InfoQ Homepage News Effective and Efficient Observability with OpenTelemetry

Effective and Efficient Observability with OpenTelemetry

This item in japanese

Daniel Gomez Blanco, Principal Engineer at Skyscanner and author of Practical OpenTelemetry, shared his experiences at QCon London on a large-scale observability initiative at his company, based on adopting OpenTelemetry across hundreds of services and the motivation and value gained from adopting open standards across the entire organization.

Blanco started with the following phrase: When our systems change, how do we know what has changed? A primitive way of observability is using print statements. However, that needs to scale better in real distributed systems. For example, the systems at Skyscanner are complex and distributed, with hundreds of services deployed and thousands of interconnections connections between them.

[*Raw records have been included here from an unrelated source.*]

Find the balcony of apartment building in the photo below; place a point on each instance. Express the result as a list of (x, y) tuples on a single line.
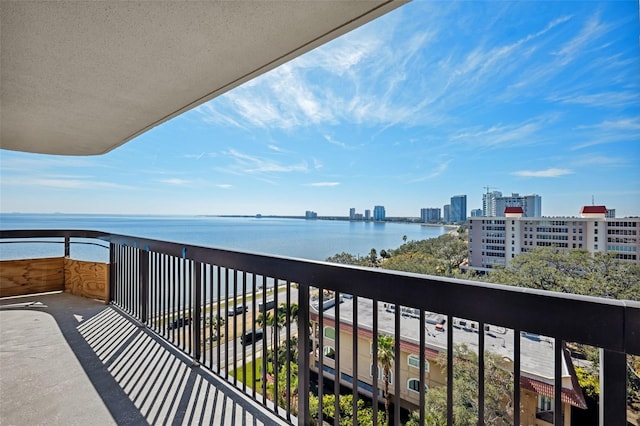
[(166, 332)]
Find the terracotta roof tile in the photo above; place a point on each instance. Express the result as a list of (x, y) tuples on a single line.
[(569, 396)]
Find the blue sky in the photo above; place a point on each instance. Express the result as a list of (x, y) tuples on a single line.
[(432, 100)]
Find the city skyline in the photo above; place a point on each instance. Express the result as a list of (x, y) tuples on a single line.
[(432, 100)]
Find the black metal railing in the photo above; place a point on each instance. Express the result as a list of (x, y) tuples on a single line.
[(210, 303)]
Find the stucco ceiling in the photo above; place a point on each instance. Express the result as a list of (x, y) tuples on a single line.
[(82, 78)]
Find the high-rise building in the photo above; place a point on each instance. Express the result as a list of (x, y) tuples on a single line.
[(495, 241), (446, 213), (531, 204), (489, 203), (378, 213), (430, 215), (458, 212)]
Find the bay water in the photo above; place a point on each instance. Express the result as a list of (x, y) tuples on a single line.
[(300, 238)]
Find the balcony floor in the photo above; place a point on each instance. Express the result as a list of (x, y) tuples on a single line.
[(69, 360)]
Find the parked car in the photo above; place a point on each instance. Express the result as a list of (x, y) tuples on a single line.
[(179, 322), (236, 310), (251, 336)]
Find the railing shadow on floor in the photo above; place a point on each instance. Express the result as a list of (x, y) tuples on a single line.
[(140, 378)]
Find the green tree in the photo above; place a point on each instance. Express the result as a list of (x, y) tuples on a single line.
[(571, 271), (498, 392), (345, 403), (386, 356)]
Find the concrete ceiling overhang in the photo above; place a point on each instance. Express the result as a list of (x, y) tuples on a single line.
[(82, 78)]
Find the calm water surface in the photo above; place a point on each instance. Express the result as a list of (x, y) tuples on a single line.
[(309, 239)]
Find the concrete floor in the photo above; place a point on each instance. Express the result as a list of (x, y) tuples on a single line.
[(65, 360)]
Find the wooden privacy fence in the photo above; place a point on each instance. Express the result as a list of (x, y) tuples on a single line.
[(28, 276)]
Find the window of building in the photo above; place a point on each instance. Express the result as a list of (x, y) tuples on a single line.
[(414, 361), (413, 385), (330, 333), (380, 373), (329, 352), (545, 403)]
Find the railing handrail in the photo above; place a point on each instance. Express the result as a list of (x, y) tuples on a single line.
[(606, 323)]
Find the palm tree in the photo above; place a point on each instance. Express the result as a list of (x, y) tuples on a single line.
[(386, 355), (264, 319)]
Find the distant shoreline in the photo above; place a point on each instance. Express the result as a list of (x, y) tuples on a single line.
[(393, 219)]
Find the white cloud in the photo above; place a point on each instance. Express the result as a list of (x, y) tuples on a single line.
[(62, 183), (548, 173), (321, 184), (249, 164), (175, 181)]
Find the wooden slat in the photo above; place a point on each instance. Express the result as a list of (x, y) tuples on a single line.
[(86, 279), (20, 277)]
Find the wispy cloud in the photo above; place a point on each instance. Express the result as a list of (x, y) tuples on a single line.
[(175, 181), (437, 171), (323, 184), (608, 131), (500, 134), (548, 173), (343, 145), (250, 164), (603, 99), (599, 160), (63, 183)]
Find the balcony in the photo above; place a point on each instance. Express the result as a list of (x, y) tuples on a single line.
[(166, 348)]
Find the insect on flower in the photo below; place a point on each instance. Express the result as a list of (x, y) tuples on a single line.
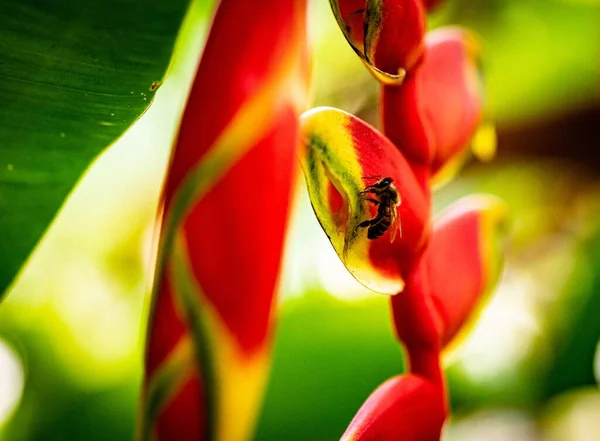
[(385, 196)]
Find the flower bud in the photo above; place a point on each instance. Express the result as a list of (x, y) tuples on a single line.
[(386, 34), (406, 407), (438, 109), (365, 196)]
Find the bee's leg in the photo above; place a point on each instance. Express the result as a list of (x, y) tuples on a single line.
[(369, 189), (374, 201), (363, 224)]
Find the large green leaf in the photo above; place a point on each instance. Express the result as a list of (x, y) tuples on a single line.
[(74, 75)]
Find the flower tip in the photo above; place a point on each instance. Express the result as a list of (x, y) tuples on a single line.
[(406, 407)]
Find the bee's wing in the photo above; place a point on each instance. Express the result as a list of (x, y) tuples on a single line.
[(396, 224)]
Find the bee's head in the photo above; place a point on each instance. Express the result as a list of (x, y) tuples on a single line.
[(383, 183)]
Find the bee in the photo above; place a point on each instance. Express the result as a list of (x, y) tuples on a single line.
[(385, 196)]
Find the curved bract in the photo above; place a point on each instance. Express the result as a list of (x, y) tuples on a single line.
[(371, 28), (434, 115), (226, 208), (341, 156), (405, 407), (464, 259)]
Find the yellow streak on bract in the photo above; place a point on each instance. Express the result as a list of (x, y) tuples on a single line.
[(484, 142), (492, 215), (337, 162)]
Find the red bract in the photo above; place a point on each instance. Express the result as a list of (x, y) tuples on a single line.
[(406, 407), (341, 156), (439, 274), (386, 34), (226, 207), (433, 116), (463, 260), (431, 4)]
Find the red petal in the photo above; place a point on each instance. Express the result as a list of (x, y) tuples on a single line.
[(235, 235), (341, 156), (394, 34), (406, 407), (386, 34), (464, 258), (432, 117)]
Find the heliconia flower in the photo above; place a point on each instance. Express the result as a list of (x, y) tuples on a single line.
[(341, 156), (431, 4), (226, 207), (386, 34), (406, 407), (464, 258), (438, 109)]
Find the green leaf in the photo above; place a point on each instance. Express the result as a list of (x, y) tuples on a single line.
[(74, 75)]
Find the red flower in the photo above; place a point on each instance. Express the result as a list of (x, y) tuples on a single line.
[(226, 207), (371, 27)]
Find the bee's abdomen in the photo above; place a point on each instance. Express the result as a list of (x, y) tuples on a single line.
[(377, 230)]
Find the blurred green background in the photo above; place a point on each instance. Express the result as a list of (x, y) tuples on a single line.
[(71, 328)]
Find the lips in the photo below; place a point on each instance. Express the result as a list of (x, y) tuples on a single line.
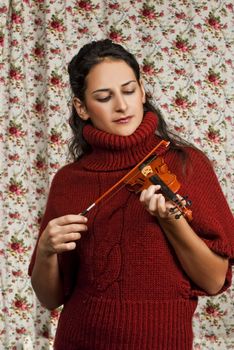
[(123, 120)]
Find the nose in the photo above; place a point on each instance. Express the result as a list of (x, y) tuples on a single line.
[(120, 103)]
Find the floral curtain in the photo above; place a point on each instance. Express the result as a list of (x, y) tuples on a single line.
[(185, 52)]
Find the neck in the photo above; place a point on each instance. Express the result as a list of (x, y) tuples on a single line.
[(113, 152)]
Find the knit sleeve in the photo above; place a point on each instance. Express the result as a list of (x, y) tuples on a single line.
[(52, 211), (212, 220)]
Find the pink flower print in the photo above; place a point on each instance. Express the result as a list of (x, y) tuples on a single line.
[(212, 105), (181, 44), (56, 80), (17, 247), (213, 135), (20, 303), (211, 337), (40, 163), (39, 106), (180, 15), (114, 6), (13, 157), (38, 51), (147, 38), (3, 9), (16, 18), (15, 188), (55, 314), (212, 48), (55, 51), (17, 273), (148, 67), (56, 24), (1, 39), (15, 73), (55, 137), (21, 330), (55, 108), (214, 22), (181, 101), (15, 130), (213, 78), (14, 99), (115, 35), (84, 5), (14, 215), (230, 7), (180, 71)]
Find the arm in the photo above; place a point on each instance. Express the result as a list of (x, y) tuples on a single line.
[(202, 265), (59, 236)]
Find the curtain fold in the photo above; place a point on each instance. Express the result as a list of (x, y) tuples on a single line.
[(185, 49)]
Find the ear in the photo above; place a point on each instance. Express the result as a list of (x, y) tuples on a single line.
[(143, 92), (80, 109)]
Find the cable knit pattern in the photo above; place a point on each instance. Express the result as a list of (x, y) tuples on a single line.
[(124, 285)]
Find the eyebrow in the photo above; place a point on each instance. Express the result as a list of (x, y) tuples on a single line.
[(107, 89)]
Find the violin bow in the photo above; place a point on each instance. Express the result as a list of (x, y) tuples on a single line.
[(161, 147)]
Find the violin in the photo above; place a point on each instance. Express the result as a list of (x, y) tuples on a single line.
[(153, 170)]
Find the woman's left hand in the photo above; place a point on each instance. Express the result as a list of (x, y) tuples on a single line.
[(156, 204)]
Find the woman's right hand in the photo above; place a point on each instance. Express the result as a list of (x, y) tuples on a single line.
[(61, 234)]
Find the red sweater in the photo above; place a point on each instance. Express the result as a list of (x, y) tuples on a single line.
[(124, 286)]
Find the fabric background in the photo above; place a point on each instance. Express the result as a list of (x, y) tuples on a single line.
[(185, 49)]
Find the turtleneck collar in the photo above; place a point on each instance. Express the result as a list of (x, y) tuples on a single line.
[(113, 152)]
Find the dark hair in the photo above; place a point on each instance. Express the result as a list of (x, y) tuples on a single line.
[(90, 55)]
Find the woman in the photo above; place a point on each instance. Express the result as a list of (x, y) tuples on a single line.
[(130, 272)]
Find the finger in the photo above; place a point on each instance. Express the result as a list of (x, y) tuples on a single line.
[(72, 228), (64, 247), (69, 237), (68, 219), (161, 206), (147, 194)]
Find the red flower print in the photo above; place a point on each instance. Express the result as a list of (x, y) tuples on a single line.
[(230, 7), (39, 106), (84, 5), (114, 6), (40, 163), (180, 15), (181, 44), (213, 135), (13, 157), (181, 101), (20, 303), (214, 22), (39, 51), (56, 24), (15, 130), (3, 9), (115, 36), (1, 39), (214, 78), (56, 80), (16, 18), (54, 138), (55, 314), (15, 189), (14, 215), (21, 330), (212, 105), (180, 71), (17, 273), (15, 73), (83, 30)]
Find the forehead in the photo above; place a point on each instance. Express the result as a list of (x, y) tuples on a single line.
[(108, 73)]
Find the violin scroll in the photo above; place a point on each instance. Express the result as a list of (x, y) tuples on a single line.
[(155, 171)]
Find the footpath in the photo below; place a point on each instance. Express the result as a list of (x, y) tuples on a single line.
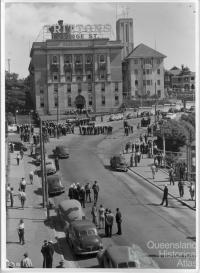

When a change is deployed, how does one determine how it affected a given service, and its dependencies, within such a complex system at Skyscanner? That’s where observability comes in. 

Blanco explains why observability matters, how open standards help observability, rolling it out in the organization, and how to adopt it in practice. Observability helps in two different ways. The first one is to answer the question is my system behaving as expected after a deployment? And two, why is it not behaving as expected when a regression occurs?

Effective Observability means:

  • High granularity: detailed telemetry data corresponding to individual operations within system transactions
  • Rich context: considering multiple telemetry signals and dependencies under one single holistic view of the system
  • Signal correlation: linking metrics, traces, and logs under one single stream of events
  • Service correlation: relating telemetry from different services as part of the same common operation

Next, Blanco went into details of effective and efficient observability leveraging OpenTelemetry, buy-vs-build decisions in buying from a vendor or using open-source, rolling out OpenTelemetry at Skyscanner, and adopting it. 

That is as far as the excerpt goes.